MUXI uses FAISS for vector similarity search:

class WorkingMemory:
    def __init__(self, dimension=1536):
        self.index = faiss.IndexFlatIP(dimension)  # Inner product
        self.metadata = {}  # id → metadata mapping

Indexing

New content (tool output, user info)
         ↓
    Embed with LLM
         ↓
    Add to FAISS index
         ↓
    Store metadata (timestamp, source, user_id)

Search

def search(self, query: str, k: int = 5) -> List[Memory]:
    query_vec = embed(query)
    distances, indices = self.index.search(query_vec, k)
    return [self.metadata[i] for i in indices[0]]

Semantic similarity, not keyword matching.

FIFO Cleanup

When max_memory_mb exceeded:

def cleanup(self):
    while self.size_mb > self.max_memory_mb:
        oldest = self.get_oldest()
        self.remove(oldest.id)

Configurable interval:

memory:
  working:
    max_memory_mb: 10
    fifo_interval_min: 5

Persistent Memory

Dynamic Embedding Dimensions

Persistent memory uses dimension-specific tables rather than a single fixed table. The table name is derived from the embedding model's output dimension:

Embedding Model Dimension Table Name
openai/text-embedding-3-small 1536 memories_1536
openai/text-embedding-3-large 3072 memories_3072
local/all-MiniLM-L6-v2 384 memories_384
local/all-mpnet-base-v2 768 memories_768

This is handled by the get_memory_model(dimension) factory, which dynamically creates SQLAlchemy ORM models:

def get_memory_model(dimension: int):
    tablename = f"memories_{dimension}"
    # Returns a dynamically-created SQLAlchemy model class
    # with Vector(dimension) column matching the embedding size

Multiple formations sharing the same database can each use a different embedding model -- their tables won't conflict.

Schema (PostgreSQL)

-- Table name varies by embedding dimension (e.g., memories_1536, memories_384)
CREATE TABLE memories_1536 (
    id UUID PRIMARY KEY,
    user_id VARCHAR(255) NOT NULL,
    session_id VARCHAR(255),
    content TEXT NOT NULL,
    embedding VECTOR(1536),    -- Matches the embedding model's dimension
    memory_type VARCHAR(50),   -- 'fact', 'preference', 'context'
    importance FLOAT DEFAULT 0.5,
    created_at TIMESTAMP DEFAULT NOW(),
    accessed_at TIMESTAMP DEFAULT NOW(),
    access_count INT DEFAULT 0
);

CREATE INDEX idx_user ON memories_1536(user_id);
CREATE INDEX idx_embedding ON memories_1536 USING ivfflat (embedding vector_cosine_ops);
CREATE INDEX idx_importance ON memories_1536(importance DESC);

Local Embedding Models

MUXI supports running embedding models locally via sentence-transformers, with no API key required. Use the local/ prefix:

llm:
  models:
    - embedding: "local/all-MiniLM-L6-v2"      # 384 dimensions
    # or: "local/all-mpnet-base-v2"             # 768 dimensions

The model is downloaded automatically on first use. This is useful for development, air-gapped environments, or reducing API costs.

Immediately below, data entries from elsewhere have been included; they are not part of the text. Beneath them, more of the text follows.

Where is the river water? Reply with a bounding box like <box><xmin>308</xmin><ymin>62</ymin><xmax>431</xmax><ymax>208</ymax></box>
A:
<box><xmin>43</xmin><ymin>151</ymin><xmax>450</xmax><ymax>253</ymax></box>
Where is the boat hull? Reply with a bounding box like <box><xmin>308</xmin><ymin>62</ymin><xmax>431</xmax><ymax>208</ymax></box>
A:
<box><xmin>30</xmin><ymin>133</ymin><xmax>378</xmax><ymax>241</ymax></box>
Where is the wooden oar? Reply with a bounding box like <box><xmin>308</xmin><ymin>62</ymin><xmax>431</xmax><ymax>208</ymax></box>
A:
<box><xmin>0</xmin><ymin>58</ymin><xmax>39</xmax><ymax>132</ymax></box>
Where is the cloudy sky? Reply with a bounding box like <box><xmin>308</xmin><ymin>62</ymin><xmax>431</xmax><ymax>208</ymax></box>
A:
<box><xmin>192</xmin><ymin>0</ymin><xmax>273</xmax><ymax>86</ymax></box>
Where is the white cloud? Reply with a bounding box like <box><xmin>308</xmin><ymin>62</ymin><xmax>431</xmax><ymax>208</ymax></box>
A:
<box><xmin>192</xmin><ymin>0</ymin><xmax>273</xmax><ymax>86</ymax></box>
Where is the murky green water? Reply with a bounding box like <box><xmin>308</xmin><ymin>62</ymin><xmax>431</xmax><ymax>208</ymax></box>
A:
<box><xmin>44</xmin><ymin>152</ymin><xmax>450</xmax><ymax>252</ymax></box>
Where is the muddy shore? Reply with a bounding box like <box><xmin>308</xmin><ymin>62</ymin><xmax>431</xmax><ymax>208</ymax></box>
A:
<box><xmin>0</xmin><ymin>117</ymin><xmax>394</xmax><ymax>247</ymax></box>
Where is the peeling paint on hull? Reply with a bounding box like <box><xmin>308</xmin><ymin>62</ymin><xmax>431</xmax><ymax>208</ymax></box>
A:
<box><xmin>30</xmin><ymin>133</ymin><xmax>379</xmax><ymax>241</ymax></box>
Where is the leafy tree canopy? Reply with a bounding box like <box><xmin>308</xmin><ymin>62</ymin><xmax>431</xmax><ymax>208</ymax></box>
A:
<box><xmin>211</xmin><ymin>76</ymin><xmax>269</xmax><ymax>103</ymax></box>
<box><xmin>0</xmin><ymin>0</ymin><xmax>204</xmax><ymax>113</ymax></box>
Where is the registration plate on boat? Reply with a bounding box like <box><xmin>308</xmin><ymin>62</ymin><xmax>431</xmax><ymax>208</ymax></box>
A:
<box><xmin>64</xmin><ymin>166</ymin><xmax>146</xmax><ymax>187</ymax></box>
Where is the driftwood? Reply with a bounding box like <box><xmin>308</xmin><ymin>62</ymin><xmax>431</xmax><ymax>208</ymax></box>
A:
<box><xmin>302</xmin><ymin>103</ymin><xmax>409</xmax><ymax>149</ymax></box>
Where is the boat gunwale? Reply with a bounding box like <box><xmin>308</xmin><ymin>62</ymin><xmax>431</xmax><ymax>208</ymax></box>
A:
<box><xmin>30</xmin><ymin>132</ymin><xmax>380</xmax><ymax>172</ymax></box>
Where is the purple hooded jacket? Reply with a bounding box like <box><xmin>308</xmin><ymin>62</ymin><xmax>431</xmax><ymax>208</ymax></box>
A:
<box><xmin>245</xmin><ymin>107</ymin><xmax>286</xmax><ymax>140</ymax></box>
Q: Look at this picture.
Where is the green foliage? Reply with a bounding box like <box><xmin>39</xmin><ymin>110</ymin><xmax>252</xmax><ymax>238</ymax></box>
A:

Note: SQLite-backed formations automatically fall back to local embeddings when no API-based embedding model is configured.

Migrating Between Embedding Models

If you change your embedding model (e.g., from openai/text-embedding-3-small at 1536 dims to local/all-MiniLM-L6-v2 at 384 dims), existing memories need re-embedding. Use the migration script:

python scripts/migrate_embeddings.py \
  --from-dim 1536 \
  --to-dim 384 \
  --to-model "local/all-MiniLM-L6-v2" \
  --connection-string "postgresql://user:pass@localhost/muxi"

The script reads from memories_{from_dim}, re-embeds each memory with the target model, and inserts into memories_{to_dim}. The source table is preserved (not deleted).

Importance Scoring

Memories are scored for importance:

def calculate_importance(memory: Memory) -> float:
    recency = time_decay(memory.created_at)
    access_frequency = log(memory.access_count + 1)
    explicit_importance = memory.explicit_importance or 0.5

    return (0.3 * recency +
            0.3 * access_frequency +
            0.4 * explicit_importance)

Higher importance = kept longer, surfaced more often.

User Synopsis Caching

Two-Tier Cache

┌─────────────────────────────────────┐
│         Identity Cache              │  TTL: 7 days
│  (name, preferences, traits)        │
└─────────────────────────────────────┘
                ↓
┌─────────────────────────────────────┐
│         Context Cache               │  TTL: 1 hour
│  (recent topics, current goals)     │
└─────────────────────────────────────┘

Synopsis Generation

def generate_synopsis(user_id: str) -> Synopsis:
    # Gather all user memories
    memories = persistent.get_all(user_id)

    # LLM synthesizes into structured synopsis
    synopsis = llm.synthesize(
        prompt="Create a user profile from these memories...",
        memories=memories
    )

    # Cache with appropriate TTL
    cache.set(f"identity:{user_id}", synopsis.identity, ttl=7*24*3600)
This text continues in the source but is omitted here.